Background
Log data, such as cores & seismic, gathered during exploration & appraisal of an oilfield comes with a lot of uncertainty that can have implications on accurately modelling the reservoir. Compounded with issues associated with the differing scales of the presented data, are inconsistencies in well logs either derived from incorrect measurement or accuracy limitations of the tools of the day. Whilst data uncertainty can result in reduced understanding of the reservoir and recoverable reserves, it can also negatively impact accurate well placement and ultimately production & field life.
Reservoir engineers have traditionally looked towards computationally demanding physical models to compensate for inaccurate or inadequate field data. Whist this solution provides relatively reliable results for operators, the simulation techniques used, require significant user input & data manipulation and are time and computing intensive.
Data & AI solutions
Differently scaled, and highly heterogeneous field data including seismic, well logs & production data were used to train the model. Well log information included gamma ray, deep resistivity, bulk density, neutron porosity and total porosity measurements. Data was relatively incomplete and required significant enhancement before use in the application.
Two artificial neural network (ANN) models were used to 1) produce synthetic well data 2) predict production based on both synthetic & actual logs. Multilayer ANNs were used to capture correlations between seismic, wells logs, production and completion data. The synthetic logs produced could then be used for reservoir and production estimation using a separate performance network that predicted production of each reservoir location. These were then verified against conventional simulation techniques for accuracy and run-time comparison.

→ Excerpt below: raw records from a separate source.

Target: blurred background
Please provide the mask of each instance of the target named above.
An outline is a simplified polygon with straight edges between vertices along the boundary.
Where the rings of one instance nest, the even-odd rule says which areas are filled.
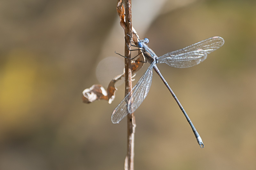
[[[126,122],[110,117],[124,84],[111,104],[81,98],[122,72],[124,59],[114,53],[123,54],[124,44],[116,3],[1,1],[0,169],[123,169]],[[132,7],[133,26],[158,56],[213,36],[225,40],[196,66],[158,65],[204,148],[154,73],[135,113],[135,169],[256,169],[256,2],[140,0]]]

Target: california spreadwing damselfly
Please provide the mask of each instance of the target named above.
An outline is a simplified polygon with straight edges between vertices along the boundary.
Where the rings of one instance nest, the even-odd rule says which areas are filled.
[[[204,145],[200,136],[177,97],[162,76],[156,64],[165,63],[177,68],[194,66],[205,60],[207,54],[222,46],[224,44],[224,40],[220,37],[213,37],[183,48],[168,53],[159,57],[146,45],[148,42],[147,38],[140,40],[138,44],[139,49],[130,50],[141,50],[150,65],[136,85],[114,110],[111,116],[112,122],[119,123],[127,114],[133,113],[140,106],[149,91],[154,69],[168,88],[186,117],[200,147],[203,148]]]

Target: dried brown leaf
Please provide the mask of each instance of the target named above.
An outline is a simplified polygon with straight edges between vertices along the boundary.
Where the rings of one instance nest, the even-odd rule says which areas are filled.
[[[125,31],[125,15],[122,0],[117,1],[116,11],[120,18],[120,25]],[[139,35],[133,27],[132,27],[132,42],[137,46],[138,42],[139,41]],[[140,52],[139,51],[138,51],[138,53]],[[145,58],[141,53],[135,61],[131,62],[131,69],[132,74],[134,74],[140,69],[145,61]],[[103,100],[108,101],[108,103],[111,104],[115,99],[115,92],[117,90],[115,87],[115,84],[124,76],[124,70],[123,74],[116,76],[110,81],[107,90],[100,85],[94,85],[90,88],[85,89],[82,93],[83,102],[89,103],[96,100]]]
[[[83,102],[89,103],[96,100],[103,100],[111,104],[115,99],[115,92],[117,90],[115,86],[115,84],[123,76],[123,74],[114,78],[109,83],[107,91],[100,85],[93,85],[90,88],[85,89],[82,92]]]

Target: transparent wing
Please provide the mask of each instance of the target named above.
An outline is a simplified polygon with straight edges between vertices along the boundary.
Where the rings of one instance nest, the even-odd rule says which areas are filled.
[[[224,42],[224,40],[220,37],[213,37],[166,54],[158,58],[158,63],[166,63],[176,68],[192,67],[205,60],[208,54],[220,48]]]
[[[136,87],[131,93],[128,102],[128,111],[129,113],[133,113],[148,95],[152,82],[152,69],[155,63],[154,62],[150,65],[144,76],[140,78],[135,85]]]
[[[113,123],[119,123],[128,113],[133,113],[141,104],[149,90],[152,82],[152,69],[155,64],[156,62],[154,62],[150,65],[137,84],[113,111],[111,116]],[[131,96],[130,100],[129,96]],[[135,109],[134,106],[136,106]]]

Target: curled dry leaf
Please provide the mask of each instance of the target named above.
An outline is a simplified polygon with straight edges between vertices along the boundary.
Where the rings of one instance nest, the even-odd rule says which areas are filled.
[[[124,8],[122,0],[118,0],[116,4],[116,11],[120,18],[120,25],[125,31],[125,15]],[[139,41],[139,35],[137,34],[135,29],[132,27],[132,42],[136,45],[138,45],[138,42]],[[138,51],[138,54],[140,53]],[[137,59],[131,63],[131,69],[132,73],[134,74],[142,67],[146,61],[146,59],[142,53],[141,53]],[[116,83],[121,80],[124,77],[124,70],[122,74],[115,77],[110,81],[108,89],[106,90],[100,85],[94,85],[90,88],[85,89],[83,92],[83,101],[84,103],[89,103],[96,100],[105,100],[111,104],[115,99],[115,93],[117,89],[115,86]]]
[[[97,100],[103,100],[108,101],[109,104],[111,104],[115,99],[115,92],[117,90],[115,85],[122,79],[124,75],[123,73],[115,77],[110,81],[106,91],[100,85],[93,85],[90,88],[85,89],[82,92],[83,102],[90,103]]]

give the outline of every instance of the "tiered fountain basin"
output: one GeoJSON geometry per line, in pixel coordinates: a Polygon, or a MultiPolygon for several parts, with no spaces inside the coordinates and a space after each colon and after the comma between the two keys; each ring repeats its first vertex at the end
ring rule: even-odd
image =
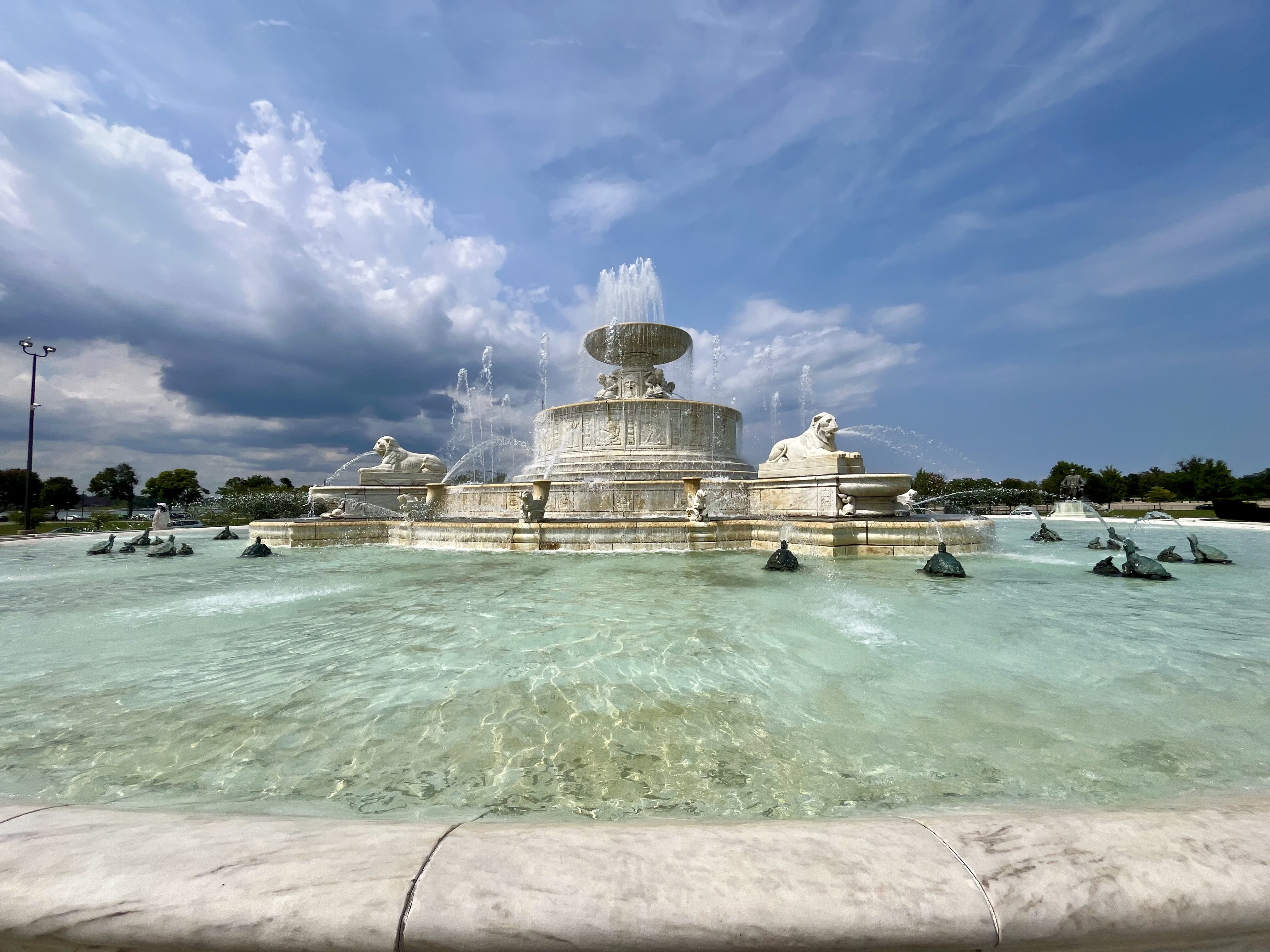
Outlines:
{"type": "MultiPolygon", "coordinates": [[[[653,401],[639,402],[648,406],[653,401]]],[[[602,402],[573,406],[605,409],[602,402]]],[[[550,413],[540,414],[540,420],[550,413]]],[[[555,453],[559,443],[540,446],[555,453]]],[[[577,466],[588,466],[592,473],[587,479],[460,486],[315,487],[315,499],[363,499],[386,509],[398,508],[399,495],[413,496],[425,500],[425,515],[271,519],[253,523],[251,533],[279,546],[387,543],[512,551],[772,548],[785,539],[795,553],[831,557],[930,555],[940,541],[952,552],[980,552],[992,545],[993,523],[989,519],[941,515],[935,520],[937,524],[932,524],[932,517],[909,515],[895,498],[908,490],[911,477],[865,472],[860,453],[763,463],[754,479],[715,475],[702,466],[698,456],[696,471],[681,479],[629,479],[629,471],[620,468],[621,461],[612,458],[620,452],[626,451],[622,447],[602,453],[592,449],[589,463],[579,456],[577,466]],[[601,457],[598,462],[597,456],[601,457]],[[602,465],[613,466],[613,472],[622,477],[596,476],[602,465]],[[686,518],[685,506],[698,487],[706,493],[707,515],[686,518]],[[542,522],[522,520],[526,493],[546,500],[542,522]],[[847,496],[853,500],[855,513],[842,515],[842,499],[847,496]]],[[[691,462],[686,459],[685,465],[691,462]]],[[[631,465],[650,467],[654,462],[650,458],[648,463],[635,461],[631,465]]],[[[735,465],[744,466],[739,459],[735,465]]],[[[546,468],[535,472],[531,467],[528,475],[538,476],[546,468]]],[[[375,479],[371,470],[362,473],[372,473],[370,479],[375,479]]]]}
{"type": "Polygon", "coordinates": [[[517,479],[753,479],[754,467],[737,456],[740,426],[733,407],[696,400],[552,406],[533,420],[535,459],[517,479]]]}
{"type": "Polygon", "coordinates": [[[419,548],[484,548],[512,552],[701,552],[773,550],[781,539],[800,556],[930,556],[942,534],[950,552],[992,546],[989,519],[942,518],[939,531],[917,519],[732,517],[707,522],[650,519],[265,519],[253,536],[269,546],[391,545],[419,548]]]}
{"type": "Polygon", "coordinates": [[[969,579],[0,541],[0,948],[1264,952],[1270,531],[1152,583],[1068,528],[969,579]]]}

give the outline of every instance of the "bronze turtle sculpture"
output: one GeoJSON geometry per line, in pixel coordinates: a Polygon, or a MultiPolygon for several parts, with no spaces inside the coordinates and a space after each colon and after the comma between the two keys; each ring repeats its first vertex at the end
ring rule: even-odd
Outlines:
{"type": "Polygon", "coordinates": [[[768,556],[767,565],[763,569],[773,572],[798,571],[798,557],[790,552],[790,546],[785,539],[781,539],[781,547],[768,556]]]}
{"type": "Polygon", "coordinates": [[[961,567],[961,562],[956,560],[956,556],[949,552],[949,547],[940,542],[940,551],[926,560],[918,571],[926,572],[927,575],[940,575],[946,579],[964,579],[965,569],[961,567]]]}

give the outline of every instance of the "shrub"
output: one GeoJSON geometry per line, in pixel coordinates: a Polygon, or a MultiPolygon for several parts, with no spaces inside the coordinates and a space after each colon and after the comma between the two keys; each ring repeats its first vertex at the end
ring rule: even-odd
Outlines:
{"type": "Polygon", "coordinates": [[[309,494],[274,489],[208,496],[185,508],[192,519],[208,526],[243,524],[255,519],[293,519],[309,514],[309,494]]]}

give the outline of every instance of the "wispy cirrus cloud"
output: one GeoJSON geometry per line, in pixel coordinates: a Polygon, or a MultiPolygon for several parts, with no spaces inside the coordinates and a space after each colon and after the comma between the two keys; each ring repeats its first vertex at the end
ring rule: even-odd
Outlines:
{"type": "Polygon", "coordinates": [[[551,218],[601,235],[634,212],[641,197],[643,189],[630,179],[585,175],[551,203],[551,218]]]}

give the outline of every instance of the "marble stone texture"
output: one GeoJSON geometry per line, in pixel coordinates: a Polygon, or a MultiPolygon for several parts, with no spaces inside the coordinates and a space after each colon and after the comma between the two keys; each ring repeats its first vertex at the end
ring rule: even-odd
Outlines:
{"type": "MultiPolygon", "coordinates": [[[[820,457],[832,458],[832,457],[820,457]]],[[[779,466],[779,463],[763,463],[779,466]]],[[[787,466],[798,466],[798,462],[787,466]]],[[[749,485],[752,515],[838,514],[838,494],[855,498],[857,517],[894,517],[895,496],[908,491],[912,477],[906,473],[822,473],[812,476],[759,476],[749,485]]]]}
{"type": "Polygon", "coordinates": [[[1198,948],[1176,943],[1251,934],[1270,948],[1270,797],[917,820],[974,869],[1003,947],[1198,948]]]}
{"type": "Polygon", "coordinates": [[[0,948],[392,952],[451,829],[62,806],[0,823],[0,948]]]}
{"type": "Polygon", "coordinates": [[[444,473],[436,472],[404,472],[400,470],[378,470],[370,466],[357,471],[357,482],[361,486],[420,486],[427,482],[437,482],[444,473]]]}
{"type": "Polygon", "coordinates": [[[740,414],[697,400],[588,400],[533,418],[533,461],[517,481],[752,479],[737,453],[740,414]]]}
{"type": "Polygon", "coordinates": [[[785,476],[839,476],[865,471],[865,461],[860,453],[827,453],[809,456],[805,459],[785,459],[776,463],[759,463],[758,479],[779,479],[785,476]]]}
{"type": "MultiPolygon", "coordinates": [[[[554,493],[554,490],[552,490],[554,493]]],[[[679,486],[682,499],[682,484],[679,486]]],[[[992,546],[991,519],[941,519],[950,552],[982,552],[992,546]]],[[[404,523],[387,519],[264,520],[249,532],[268,546],[398,545],[423,548],[486,548],[499,551],[564,550],[707,551],[757,548],[771,551],[781,538],[799,556],[928,557],[939,538],[923,519],[791,519],[752,517],[690,523],[674,519],[547,519],[527,532],[508,514],[499,520],[404,523]],[[532,543],[532,545],[531,545],[532,543]]]]}
{"type": "Polygon", "coordinates": [[[983,892],[904,820],[475,823],[419,878],[403,949],[977,949],[983,892]]]}
{"type": "Polygon", "coordinates": [[[24,814],[33,814],[37,810],[51,810],[61,803],[50,803],[47,800],[29,800],[27,797],[0,798],[0,823],[14,820],[24,814]]]}

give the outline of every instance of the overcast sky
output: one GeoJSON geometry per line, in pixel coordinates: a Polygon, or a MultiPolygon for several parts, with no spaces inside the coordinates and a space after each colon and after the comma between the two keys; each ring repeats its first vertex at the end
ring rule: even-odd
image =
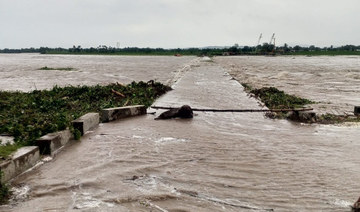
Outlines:
{"type": "Polygon", "coordinates": [[[360,0],[0,0],[0,49],[360,45],[360,0]]]}

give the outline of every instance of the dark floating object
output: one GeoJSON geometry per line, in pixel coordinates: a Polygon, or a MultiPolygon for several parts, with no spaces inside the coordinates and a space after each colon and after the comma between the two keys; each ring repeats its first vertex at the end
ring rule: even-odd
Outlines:
{"type": "Polygon", "coordinates": [[[163,112],[155,118],[155,120],[159,119],[172,119],[172,118],[183,118],[183,119],[189,119],[193,117],[193,110],[189,105],[183,105],[180,108],[171,108],[168,111],[163,112]]]}
{"type": "MultiPolygon", "coordinates": [[[[188,105],[184,105],[188,106],[188,105]]],[[[190,107],[190,106],[189,106],[190,107]]],[[[164,110],[173,110],[179,108],[173,107],[161,107],[161,106],[151,106],[153,109],[164,109],[164,110]]],[[[289,112],[289,111],[311,111],[313,108],[294,108],[294,109],[201,109],[201,108],[192,108],[192,111],[201,111],[201,112],[225,112],[225,113],[255,113],[255,112],[289,112]]]]}
{"type": "Polygon", "coordinates": [[[360,106],[355,106],[354,107],[354,115],[355,116],[360,116],[360,106]]]}
{"type": "Polygon", "coordinates": [[[352,206],[352,212],[360,212],[360,197],[352,206]]]}

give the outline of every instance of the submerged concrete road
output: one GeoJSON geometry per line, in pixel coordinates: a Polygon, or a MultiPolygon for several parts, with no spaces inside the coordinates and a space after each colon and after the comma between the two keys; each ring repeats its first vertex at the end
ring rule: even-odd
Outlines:
{"type": "MultiPolygon", "coordinates": [[[[183,104],[260,108],[206,59],[154,105],[183,104]]],[[[346,211],[360,195],[357,127],[300,125],[261,113],[154,118],[101,124],[18,178],[25,198],[0,210],[346,211]]]]}

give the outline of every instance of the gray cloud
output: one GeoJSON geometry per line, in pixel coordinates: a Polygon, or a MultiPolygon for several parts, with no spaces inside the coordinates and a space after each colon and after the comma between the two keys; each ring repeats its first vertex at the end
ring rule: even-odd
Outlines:
{"type": "Polygon", "coordinates": [[[0,48],[359,45],[358,0],[0,0],[0,48]]]}

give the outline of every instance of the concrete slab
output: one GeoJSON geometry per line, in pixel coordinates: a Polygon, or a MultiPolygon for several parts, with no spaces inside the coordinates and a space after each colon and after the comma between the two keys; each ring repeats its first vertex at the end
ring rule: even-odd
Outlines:
{"type": "Polygon", "coordinates": [[[0,171],[3,173],[1,183],[9,181],[31,168],[39,159],[40,154],[37,146],[21,147],[14,153],[11,160],[0,164],[0,171]]]}
{"type": "Polygon", "coordinates": [[[36,140],[40,154],[53,155],[56,150],[64,146],[72,138],[70,130],[49,133],[36,140]]]}
{"type": "Polygon", "coordinates": [[[146,107],[144,105],[107,108],[101,111],[101,121],[109,122],[130,116],[138,116],[144,114],[146,114],[146,107]]]}
{"type": "Polygon", "coordinates": [[[87,113],[80,118],[72,121],[75,129],[78,129],[81,135],[84,135],[86,131],[96,127],[100,122],[99,113],[87,113]]]}

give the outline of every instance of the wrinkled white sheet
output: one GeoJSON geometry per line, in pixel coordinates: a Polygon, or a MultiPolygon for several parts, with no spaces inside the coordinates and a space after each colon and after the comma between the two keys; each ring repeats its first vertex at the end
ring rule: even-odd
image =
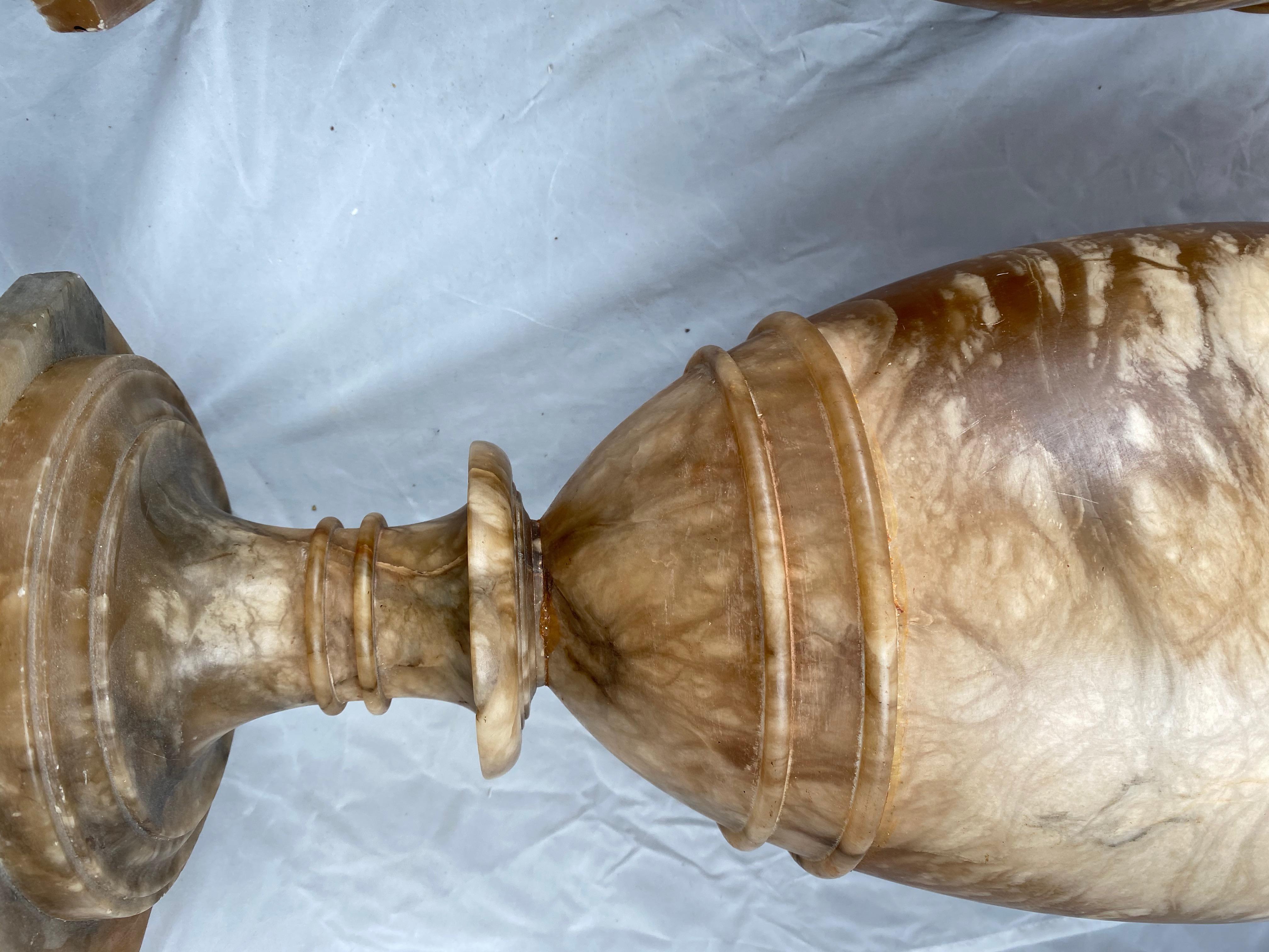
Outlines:
{"type": "MultiPolygon", "coordinates": [[[[0,288],[84,274],[190,397],[239,513],[534,514],[778,308],[1132,225],[1269,217],[1269,17],[931,0],[0,0],[0,288]],[[316,510],[313,509],[316,506],[316,510]]],[[[741,854],[539,692],[519,765],[398,701],[244,727],[146,952],[1222,949],[741,854]],[[357,710],[353,710],[357,708],[357,710]]]]}

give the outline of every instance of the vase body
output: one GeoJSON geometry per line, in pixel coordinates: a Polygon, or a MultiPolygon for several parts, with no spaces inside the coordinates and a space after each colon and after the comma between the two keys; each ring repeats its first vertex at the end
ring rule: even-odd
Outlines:
{"type": "Polygon", "coordinates": [[[944,0],[958,6],[977,6],[1001,13],[1030,13],[1041,17],[1164,17],[1206,10],[1266,13],[1269,4],[1247,0],[944,0]]]}
{"type": "Polygon", "coordinates": [[[796,321],[697,360],[543,517],[547,683],[821,875],[1269,915],[1269,228],[1024,248],[815,316],[862,433],[796,321]]]}

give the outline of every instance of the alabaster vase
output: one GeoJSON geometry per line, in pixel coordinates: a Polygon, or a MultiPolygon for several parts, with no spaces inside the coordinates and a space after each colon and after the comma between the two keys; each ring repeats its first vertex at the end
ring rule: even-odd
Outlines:
{"type": "Polygon", "coordinates": [[[957,6],[977,6],[1003,13],[1032,13],[1041,17],[1164,17],[1206,10],[1269,13],[1269,3],[1247,0],[944,0],[957,6]]]}
{"type": "MultiPolygon", "coordinates": [[[[817,876],[1269,915],[1269,225],[928,272],[707,347],[538,520],[231,514],[82,281],[0,298],[5,948],[135,949],[235,726],[537,687],[817,876]]],[[[475,758],[473,758],[475,767],[475,758]]]]}

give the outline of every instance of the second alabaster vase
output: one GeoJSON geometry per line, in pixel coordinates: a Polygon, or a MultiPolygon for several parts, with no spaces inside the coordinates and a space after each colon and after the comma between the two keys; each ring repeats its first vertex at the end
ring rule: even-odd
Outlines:
{"type": "MultiPolygon", "coordinates": [[[[1036,245],[704,348],[534,520],[231,514],[84,283],[0,298],[0,937],[135,949],[235,726],[542,684],[817,876],[1269,915],[1269,226],[1036,245]]],[[[457,501],[457,500],[456,500],[457,501]]],[[[61,943],[61,944],[58,944],[61,943]]]]}

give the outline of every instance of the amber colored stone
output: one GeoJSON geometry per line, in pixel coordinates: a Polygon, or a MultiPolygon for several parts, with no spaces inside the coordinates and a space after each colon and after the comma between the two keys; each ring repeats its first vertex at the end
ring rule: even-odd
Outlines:
{"type": "Polygon", "coordinates": [[[58,33],[93,33],[128,19],[151,0],[36,0],[48,28],[58,33]]]}

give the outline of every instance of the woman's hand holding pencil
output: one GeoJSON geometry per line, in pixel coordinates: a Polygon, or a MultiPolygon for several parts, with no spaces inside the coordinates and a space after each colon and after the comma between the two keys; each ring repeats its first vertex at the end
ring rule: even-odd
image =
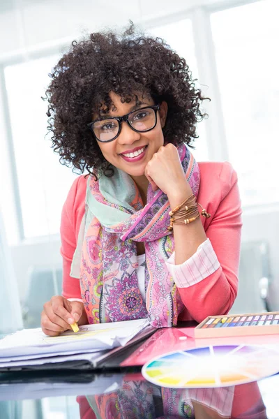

Multi-layered feedforward ANNs were used throughout this work with the number of neurons in each layer optimised between 100 and 300.
Businesss case & beneifts
The development of an intermediate approach to well characterisation & placement which complements conventional simulations could benefit the business by reducing workloads. An AI solution that can produce synthetic well logs, of greater accuracy & resolution, would greatly benefit reservoir characterisation workflows and ultimately the accuracy of reservoir estimations and future production.
The well placement design method was significantly enhanced with the AI first-pass optimisation tool. Reservoir engineers were able to reduce design uncertainty by focusing their attention on AI optimised wells instead of running detailed and costly computational simulations across all options.